Cincera, M and R Veugelers (2014), “Differences in the rates of return to R&D for European and US young leading R&D firms”, Research Policy 43(8): 1413-1421. 

Dernis H, P Gkotsis, N Grassano, S Nakazato, M Squicciarini, B van Beuzekom B and A Vezzani (2019), World corporate top R&D investors: Shaping the future of technologies and of AI. Luxembourg: Publications Office of the European Union.

EIB (2019), Investment report 2019/2020: Speeding up Europe’s transformation. Luxembourg: European Investment Bank. 

EIB (2020), Digitalisation in the European Union and the United States. Luxembourg: European Investment Bank. 

European Commission (2016), Science, research and innovation performance of the EU: A contribution to the open innovation, open science, open to the world agenda. Directorate-General for Research and Innovation. Luxembourg: Publications Office of the European Union. 

Garicano, L, C Lelarge and J Van Reenen (2016), “Firm size distortions and the productivity distribution: evidence from France”, American Economic Review 106(11): 3439-3479.

Gorodnichenko, Y, D Revoltella, J Svejnar and C T Weiss (2018), “Resource misallocation in European firms: The role of constraints, firm characteristics and managerial decisions”, NBER Working Paper No. 24444. 
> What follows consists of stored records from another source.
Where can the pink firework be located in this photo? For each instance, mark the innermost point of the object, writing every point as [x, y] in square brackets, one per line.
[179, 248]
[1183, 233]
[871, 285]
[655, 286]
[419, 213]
Haskel, J and S Westlake (2017), Capitalism without capital: The rise of the intangible economy. Princeton, NJ: Princeton University Press.

IMF (2018), World Economic Outlook, April 2018: Cyclical upswing, structural change. Washington, DC: International Monetary Fund. 

OECD (2017), OECD science, technology and industry scoreboard 2017: The digital transformation. Paris: OECD Publishing. 

Rückert, D, R Veugelers and C Weiss (2019), The growing digital divide in Europe and the United States. Unpublished manuscript.